Faithfulness and Effectiveness - The Dialectic

We are, by nature, actors—creatures who act, who do, who make things, who make things happen. As Tolkien remarks in an essay, we are “sub-creators.” So, making things come about—whether an object or an event or a result—is natural to us in both passive and active senses. Passive: by our very nature, we act. Active: by acting, we fulfill and perfect our nature—that is, potentially we fulfill and perfect our nature, for it is possible to act such that we negate, pervert, degrade, and destroy our nature. Effectiveness then is natural—right and good—insofar as it means (a) accomplishing or achieving what was intended, and (b) accomplishing and achieving that which is right and good, and (c) accomplishing and achieving that which is right and good by right and good means.


However, effectiveness has several temptations—all oriented around pride.


(1) The ignorance or refusal of humility as we act and seek effectiveness in our action. Effectiveness becomes an expression of the desire or will to dominate. The self confuses its will with God’s will. The self ignores or rejects God’s will. The self confuses its will with everyone else’s wills. The self ignores or rejects everyone else’s wills.


(2) Effectiveness can become our attempt to usurp Jesus as the lord of history. We seek to control history. We seek to determine history (what is true, valuable, useful, etc.).


(3) We lose the suffering character (the cross-centeredness) of faithful living and acting in history.


(4) In the quest for effectiveness, all other effects of acting are ignored, utterly subordinated, disparaged, or simply unconsidered.


(5) The legitimate recognition and application of effectiveness can lead to a myopia. In that myopia, realities and activities not easily susceptible to effectiveness criteria are ignored or dismissed.
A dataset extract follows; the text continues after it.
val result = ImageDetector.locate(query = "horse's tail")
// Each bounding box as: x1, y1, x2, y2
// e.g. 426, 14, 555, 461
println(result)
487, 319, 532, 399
I think the dialectic between faithfulness and effectiveness can best or most rightly and fruitfully be captured—though not resolved—in this way. God creates and calls us to act, as a fundamental part of our nature, but to act chiefly to be faithful to who God is and to how God acts, and to who we are and how we should act in God’s sight, with effectiveness as a part of the description of whether or not we are faithful (particularly if we apply senses [b] and [c] above as to what effectiveness means).